Reconstructed phylogeny of the heme catalase super family with focus on Clade 2 and 3 representing the distribution of Ascomycetous large subunit as well as small subunit catalases (labelled in different colors). The complete tree from 222 full length sequences is presented with 546 sites aligned. C. cochliodes paralogs are labelled red. Distinct clades are labelled in different colours. Values in nodes represent bootstrap values above 50 (from maximum likelihood analysis) and posterior probabilities (from Mr. Bayes), respectively. Abbreviations of peroxidase names are listed in Additional file 8: Table S6. Abbreviations of taxa: Ar, Archaea; Ac, Actinobacteria; Aci, Acidobacteria; Bi, Bacteroidetes; Chl, Chloroflexi (bacteria); Cy, Cyanobacteria; Dei, Deinococci; Fi, Firmicutes; Pb, Proteobacteria; Pmc, Planctomycetes; As, Ascomycota; Ba, Basidiomycota; Chy, Chytridiomycota; Zy, Zygomycota; Cn, Cnidaria; Ich, Ichthyosporea; Chlph, Chlorophyta; BMagno, basal Magnoliophyta; My, Mycetozoa; Cryp, Cryptogams, Eudi, Eudicotyledons, Mctd, Monocotyledons; De, Deuterostomia; Ec, Ecdysozoa

Conclusions

In conlusion genomic sequence analysis revealed that Chaetomium cochliodes is closely related to C. globosum & C. elatum.
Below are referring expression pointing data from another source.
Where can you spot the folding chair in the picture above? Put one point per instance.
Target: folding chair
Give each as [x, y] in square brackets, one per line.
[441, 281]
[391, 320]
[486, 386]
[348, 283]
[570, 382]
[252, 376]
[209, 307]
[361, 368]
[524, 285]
These three filamentous fungi are mesophilic but probably have thermophilic ancestors as revealed from their basal lineage. C. cochliodes contains heme peroxidases and catalases from all so far described superfamilies. Ascomycetous genes encoding catalase-peroxidase and dye decolorizing peroxidase were obtained during the evolution by horizontal gene transfer from various bacteria. Several heme peroxidases of Chaetomia like hybrid heme B peroxidase, linoleate diol synthase or DyP-type B form fusions with additional functional domains that might enable a broader catalytic variability. Furthermore cytochrome c peroxidase, manganese and three paralogs of heme-thiolate peroxidases are found in addition to typical (monofunctional) catalases of large and small subunit architecture. Our transcription analysis reveals the highest induction of a fused dyprx gene with hydrogen peroxide and mainly with peroxyacetic acid in the cultivation medium followed by moderate inductions of htp1 and hyBpox1 genes.